ストロガノフ家は、政商として財と地位を築きます。
後には【私設軍隊】も持つ程の繁栄をします。

デセール:ザッハトルテ 




    デセールは「ザッハトルテ」

    アタゴールのデセールの中でも非常にお気に入りなのが、この「ザッハトルテ」
    この有名なウィーンのお菓子は、上の写真の真ん中の髭の人であるフランツ=ザッハーが、オーストリア宰相のメッテルニヒのために作ったもので、日本では百貨店のデメル(Demel)で売られている有名なお菓子であろう。
    もちろん、デメルで売られているザッハも良く食べたのだが、商品の性質上というべきか、スポンジの具合がイマイチしっとりとしていなくて、ある時からパッタリとデメルに足が向かわなくなっていた。
    別に、デメル以外にもザッハは目にもしたし、ホテルや巷のフランス料理店でもザッハを食べたような記憶はあるが、印象に残っているザッハがない所を見ると、そんなにお気に召すものはなかったのだろう。

    ところが、ここ(アタゴール)のザッハは、なかなか美味しい。
    それは、曾村氏がオリエント急行に乗ってオーストリアを含む現地の料理に精通しているという事が一番大きいと思うのだが、要は、それだけこのザッハに注力した人物(お店)と出会えなかったという事でもあろう。

    そんな事もあり、トリュフのコンソメパリソワールと並んで、デセールのリストに現れている時には、殆ど必ず頼んでしまう一品になったのである。
    そして、(この食いしん坊と言う”性(さが)”ゆえ、ザッハをホールで……と、それこそパリソワールをドンブリで、と同じような論理構造で狙う自分がいたのでした)

    それゆえ、今回は、デセールの注文を取りに来た市川氏に、「ザッハだけで、後はアイスクリームはいらないので、量を増やして? でもクレームシャンティはつけてね」と。かねてからの(大望)を実現するべくオーダーをしたのが、上記写真の”ザッハ2倍の図”である。

    正直、非常に美味しかった。そして、非常に満足をした。しかし……これだけ美味しいと「食後にデセールでザッハと言うよりは、ザッハだけを食べる(所謂「菓子茶事」みたいな)ことを目的にする……というメニューをオーダーしてみようか???」という妖しく危険な考えが浮かんだ一幕でもあったのです。

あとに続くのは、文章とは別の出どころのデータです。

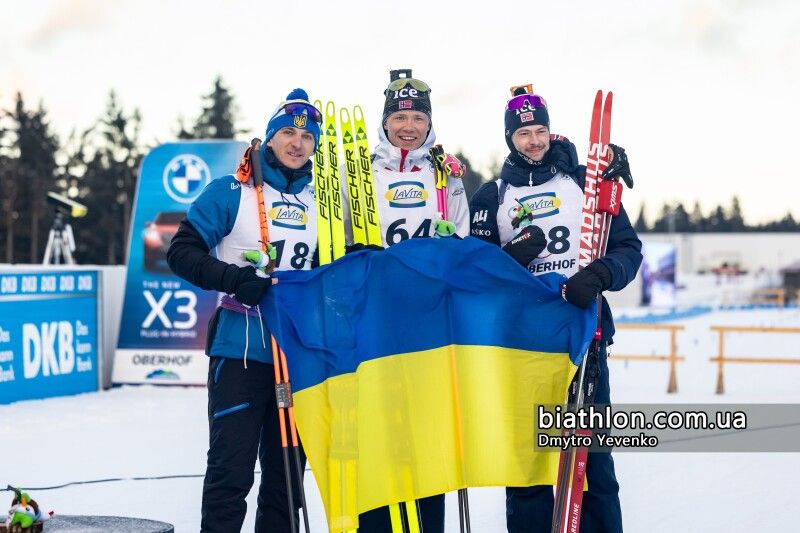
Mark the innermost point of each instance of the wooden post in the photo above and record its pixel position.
(721, 362)
(672, 387)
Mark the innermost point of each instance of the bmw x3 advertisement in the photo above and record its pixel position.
(164, 318)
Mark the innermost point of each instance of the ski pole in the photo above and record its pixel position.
(283, 392)
(437, 152)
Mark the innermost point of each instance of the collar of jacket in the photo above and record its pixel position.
(562, 157)
(282, 178)
(388, 155)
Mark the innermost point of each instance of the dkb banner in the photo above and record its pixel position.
(48, 334)
(164, 319)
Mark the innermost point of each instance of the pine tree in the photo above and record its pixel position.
(31, 156)
(680, 219)
(217, 119)
(697, 222)
(108, 185)
(734, 216)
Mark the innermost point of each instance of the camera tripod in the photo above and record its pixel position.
(60, 243)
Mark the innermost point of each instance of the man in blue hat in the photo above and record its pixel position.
(242, 411)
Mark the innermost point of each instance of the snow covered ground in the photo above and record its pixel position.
(158, 431)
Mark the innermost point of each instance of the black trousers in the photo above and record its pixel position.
(431, 513)
(243, 426)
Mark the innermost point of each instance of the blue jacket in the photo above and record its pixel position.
(210, 220)
(624, 252)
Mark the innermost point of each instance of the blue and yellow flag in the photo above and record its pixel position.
(416, 370)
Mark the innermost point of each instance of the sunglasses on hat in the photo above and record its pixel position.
(297, 107)
(531, 100)
(399, 83)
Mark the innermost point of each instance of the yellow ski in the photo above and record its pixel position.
(370, 199)
(334, 185)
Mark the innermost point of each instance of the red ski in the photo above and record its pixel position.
(602, 200)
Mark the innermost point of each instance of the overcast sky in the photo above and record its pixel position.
(706, 91)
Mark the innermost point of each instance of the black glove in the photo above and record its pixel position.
(619, 167)
(357, 247)
(583, 287)
(527, 245)
(250, 287)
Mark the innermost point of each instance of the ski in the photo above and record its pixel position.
(354, 183)
(595, 222)
(369, 196)
(334, 183)
(321, 193)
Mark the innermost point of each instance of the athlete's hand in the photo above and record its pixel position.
(527, 245)
(451, 165)
(250, 286)
(583, 287)
(619, 167)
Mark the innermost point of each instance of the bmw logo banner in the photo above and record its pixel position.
(164, 318)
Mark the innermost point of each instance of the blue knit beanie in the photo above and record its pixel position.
(298, 120)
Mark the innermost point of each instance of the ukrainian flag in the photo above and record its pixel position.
(416, 370)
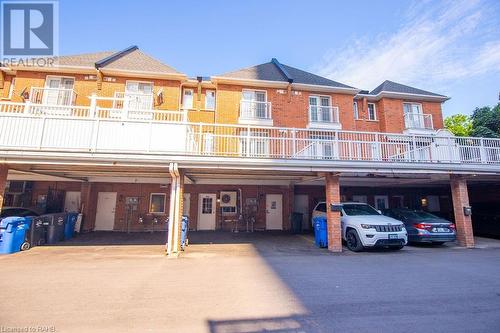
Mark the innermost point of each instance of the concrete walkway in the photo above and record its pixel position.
(248, 283)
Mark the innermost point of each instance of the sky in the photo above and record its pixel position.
(451, 47)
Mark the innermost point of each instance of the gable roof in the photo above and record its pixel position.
(130, 59)
(394, 87)
(277, 72)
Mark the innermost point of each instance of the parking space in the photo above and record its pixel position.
(247, 282)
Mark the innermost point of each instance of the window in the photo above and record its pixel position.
(355, 108)
(139, 95)
(11, 88)
(320, 109)
(372, 112)
(157, 203)
(187, 99)
(254, 105)
(210, 100)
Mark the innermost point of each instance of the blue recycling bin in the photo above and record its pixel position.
(13, 234)
(69, 226)
(320, 231)
(184, 231)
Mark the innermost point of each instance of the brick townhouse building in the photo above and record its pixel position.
(127, 141)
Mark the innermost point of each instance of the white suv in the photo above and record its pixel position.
(364, 226)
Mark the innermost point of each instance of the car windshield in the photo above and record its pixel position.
(417, 214)
(359, 209)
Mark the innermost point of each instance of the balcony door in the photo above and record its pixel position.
(414, 115)
(254, 105)
(58, 91)
(320, 109)
(139, 95)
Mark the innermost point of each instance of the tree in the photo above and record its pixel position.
(486, 122)
(459, 124)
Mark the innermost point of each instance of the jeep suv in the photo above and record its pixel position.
(363, 226)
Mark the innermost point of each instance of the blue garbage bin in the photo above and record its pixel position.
(320, 231)
(184, 231)
(14, 234)
(69, 226)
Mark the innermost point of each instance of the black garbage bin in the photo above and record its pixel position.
(297, 222)
(55, 229)
(36, 234)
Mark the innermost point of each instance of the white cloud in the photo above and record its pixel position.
(436, 44)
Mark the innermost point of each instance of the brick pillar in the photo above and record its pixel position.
(333, 218)
(465, 235)
(86, 207)
(4, 170)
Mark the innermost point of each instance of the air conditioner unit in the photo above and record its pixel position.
(227, 199)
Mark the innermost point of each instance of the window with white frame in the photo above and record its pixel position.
(320, 109)
(210, 100)
(372, 111)
(355, 108)
(139, 95)
(254, 105)
(157, 203)
(187, 99)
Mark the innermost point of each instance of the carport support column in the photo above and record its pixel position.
(4, 170)
(333, 218)
(85, 197)
(463, 223)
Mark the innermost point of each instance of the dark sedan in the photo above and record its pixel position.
(424, 227)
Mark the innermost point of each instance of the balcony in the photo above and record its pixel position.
(255, 113)
(326, 117)
(415, 122)
(93, 131)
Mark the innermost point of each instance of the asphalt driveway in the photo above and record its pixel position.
(248, 283)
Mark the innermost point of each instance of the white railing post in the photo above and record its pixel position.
(482, 151)
(248, 141)
(27, 107)
(93, 105)
(125, 108)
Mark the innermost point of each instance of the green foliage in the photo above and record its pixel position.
(459, 125)
(486, 122)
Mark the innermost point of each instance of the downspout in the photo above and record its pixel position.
(177, 213)
(173, 188)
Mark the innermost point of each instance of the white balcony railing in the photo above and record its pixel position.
(52, 96)
(323, 114)
(418, 121)
(133, 101)
(254, 110)
(95, 129)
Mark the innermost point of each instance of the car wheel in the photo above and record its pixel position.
(25, 246)
(352, 240)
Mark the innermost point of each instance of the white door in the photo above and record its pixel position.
(274, 212)
(105, 215)
(381, 202)
(360, 198)
(206, 211)
(72, 201)
(301, 205)
(186, 206)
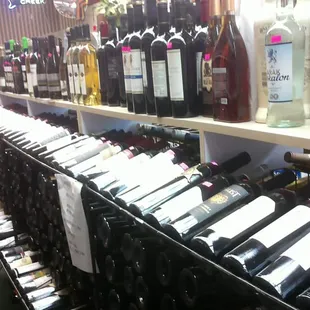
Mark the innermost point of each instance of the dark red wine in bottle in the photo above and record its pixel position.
(253, 255)
(289, 274)
(232, 230)
(185, 181)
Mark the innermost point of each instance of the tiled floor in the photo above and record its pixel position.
(6, 293)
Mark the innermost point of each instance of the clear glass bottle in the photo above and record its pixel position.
(88, 68)
(302, 17)
(265, 18)
(285, 54)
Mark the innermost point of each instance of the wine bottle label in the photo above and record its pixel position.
(40, 293)
(30, 82)
(53, 82)
(46, 303)
(33, 70)
(175, 75)
(144, 73)
(126, 53)
(284, 226)
(136, 72)
(83, 79)
(71, 80)
(2, 82)
(198, 71)
(160, 78)
(42, 82)
(76, 79)
(279, 59)
(244, 218)
(206, 67)
(219, 80)
(299, 252)
(219, 202)
(179, 205)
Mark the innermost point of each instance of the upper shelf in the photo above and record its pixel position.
(293, 137)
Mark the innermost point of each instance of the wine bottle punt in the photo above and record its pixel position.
(253, 255)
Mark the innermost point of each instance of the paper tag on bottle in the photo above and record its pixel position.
(160, 78)
(144, 72)
(83, 79)
(175, 75)
(136, 72)
(75, 223)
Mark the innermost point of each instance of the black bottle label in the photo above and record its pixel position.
(219, 202)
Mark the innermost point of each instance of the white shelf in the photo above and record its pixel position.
(292, 137)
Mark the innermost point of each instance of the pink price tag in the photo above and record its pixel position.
(207, 57)
(276, 39)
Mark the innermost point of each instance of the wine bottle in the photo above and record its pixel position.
(181, 67)
(123, 29)
(41, 70)
(138, 101)
(159, 62)
(17, 71)
(303, 300)
(187, 180)
(52, 70)
(126, 53)
(259, 250)
(146, 40)
(224, 235)
(232, 102)
(287, 276)
(88, 69)
(218, 206)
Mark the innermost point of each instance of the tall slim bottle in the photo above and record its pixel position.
(303, 19)
(52, 70)
(23, 56)
(41, 70)
(33, 66)
(123, 29)
(181, 66)
(88, 68)
(136, 62)
(285, 58)
(264, 21)
(148, 37)
(230, 72)
(159, 62)
(215, 24)
(127, 59)
(70, 62)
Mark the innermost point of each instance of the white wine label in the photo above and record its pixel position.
(127, 60)
(179, 205)
(300, 252)
(76, 79)
(279, 59)
(175, 75)
(219, 202)
(160, 78)
(30, 83)
(83, 79)
(136, 72)
(33, 70)
(284, 226)
(71, 79)
(198, 71)
(244, 218)
(144, 72)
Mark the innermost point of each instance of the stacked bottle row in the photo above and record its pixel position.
(41, 268)
(190, 61)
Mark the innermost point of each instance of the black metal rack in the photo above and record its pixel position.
(238, 285)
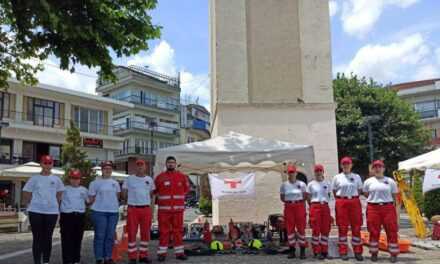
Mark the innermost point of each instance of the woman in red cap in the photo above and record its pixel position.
(381, 194)
(104, 194)
(347, 186)
(293, 195)
(72, 218)
(320, 219)
(44, 191)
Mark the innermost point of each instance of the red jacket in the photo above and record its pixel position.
(171, 188)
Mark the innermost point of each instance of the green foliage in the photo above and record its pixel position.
(417, 191)
(432, 203)
(85, 32)
(398, 132)
(205, 206)
(75, 158)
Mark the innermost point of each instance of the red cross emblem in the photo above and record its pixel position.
(233, 183)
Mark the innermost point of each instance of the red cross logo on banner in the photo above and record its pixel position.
(233, 183)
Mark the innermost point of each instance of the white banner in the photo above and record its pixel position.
(240, 184)
(432, 180)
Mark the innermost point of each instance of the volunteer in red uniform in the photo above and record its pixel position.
(137, 190)
(171, 188)
(44, 191)
(320, 220)
(293, 195)
(381, 194)
(347, 186)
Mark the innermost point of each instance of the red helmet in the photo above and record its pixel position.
(346, 160)
(140, 162)
(319, 168)
(378, 163)
(46, 159)
(75, 174)
(107, 163)
(291, 169)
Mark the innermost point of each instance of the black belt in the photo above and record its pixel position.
(347, 197)
(138, 206)
(299, 201)
(380, 203)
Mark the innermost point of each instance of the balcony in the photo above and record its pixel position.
(155, 103)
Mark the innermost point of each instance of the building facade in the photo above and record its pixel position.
(153, 123)
(424, 96)
(34, 121)
(195, 123)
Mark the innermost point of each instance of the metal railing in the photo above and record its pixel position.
(161, 104)
(144, 126)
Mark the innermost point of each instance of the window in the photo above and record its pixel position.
(44, 112)
(89, 120)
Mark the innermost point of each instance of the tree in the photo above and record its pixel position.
(398, 131)
(84, 32)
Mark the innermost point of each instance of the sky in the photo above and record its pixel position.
(391, 41)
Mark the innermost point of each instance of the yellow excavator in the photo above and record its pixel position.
(410, 204)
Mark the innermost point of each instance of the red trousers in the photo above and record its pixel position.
(320, 222)
(386, 216)
(349, 213)
(295, 218)
(170, 226)
(138, 217)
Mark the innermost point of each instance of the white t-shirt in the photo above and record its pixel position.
(319, 191)
(347, 185)
(139, 189)
(74, 200)
(44, 191)
(380, 190)
(293, 191)
(106, 195)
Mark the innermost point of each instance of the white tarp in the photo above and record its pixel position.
(431, 180)
(422, 162)
(237, 185)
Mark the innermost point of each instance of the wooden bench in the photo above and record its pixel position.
(10, 221)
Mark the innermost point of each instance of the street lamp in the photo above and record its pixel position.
(366, 122)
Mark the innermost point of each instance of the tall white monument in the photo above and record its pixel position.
(271, 72)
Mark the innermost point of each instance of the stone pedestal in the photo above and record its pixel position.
(271, 73)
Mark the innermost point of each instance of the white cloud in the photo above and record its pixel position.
(359, 16)
(162, 60)
(333, 8)
(408, 59)
(83, 79)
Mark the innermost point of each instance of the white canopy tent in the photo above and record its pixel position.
(238, 152)
(422, 162)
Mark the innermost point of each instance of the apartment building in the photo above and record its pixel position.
(195, 123)
(34, 122)
(153, 123)
(424, 95)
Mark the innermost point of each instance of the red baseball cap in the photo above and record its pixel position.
(46, 159)
(107, 164)
(378, 163)
(140, 162)
(319, 167)
(346, 160)
(291, 169)
(75, 174)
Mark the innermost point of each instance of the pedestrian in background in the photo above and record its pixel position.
(137, 190)
(44, 191)
(381, 194)
(171, 188)
(293, 194)
(347, 186)
(72, 218)
(104, 195)
(320, 219)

デセール:クレープシュゼット プチフール:バナナケーキ




    さて……そんな”不穏な計画”が厨房に伝わったのでしょうか?

    市川氏が何やら替えのナイフとフォークを持って来て、「暫しお待ちを」と。
    その後、暫しすると、再び市川氏が「クレープシュゼットです。今日は厨房で作りましたが、ザッハだけでは足りないのでは無いかと思いまして曾村から」と。

    むうう 読まれたか 残念!?

    と【魅惑のザッハ計画】は未然に防がれたのでした………

    魅惑的なフランス料理と同様に魅惑的なデセールというのは、人の心をとらえて離さないものです。
    フランス料理とデセールは、それぞれが連関しつつ、かといって双方の関係はある意味独立しつつと言うなかでお互いを高めてきました。
    それゆえ、”シェフ”と”パティシエ”という二つの領分の職域が成立したわけです。
    人間の飽くこと無き欲望を満たすこの2つの職業が、それこそある意味”神の御業”であるかのように映るのは、その一品一品に”余人を以て代え難い”と言うモノ作りの根源的な要素が内在しているからだと思うのです。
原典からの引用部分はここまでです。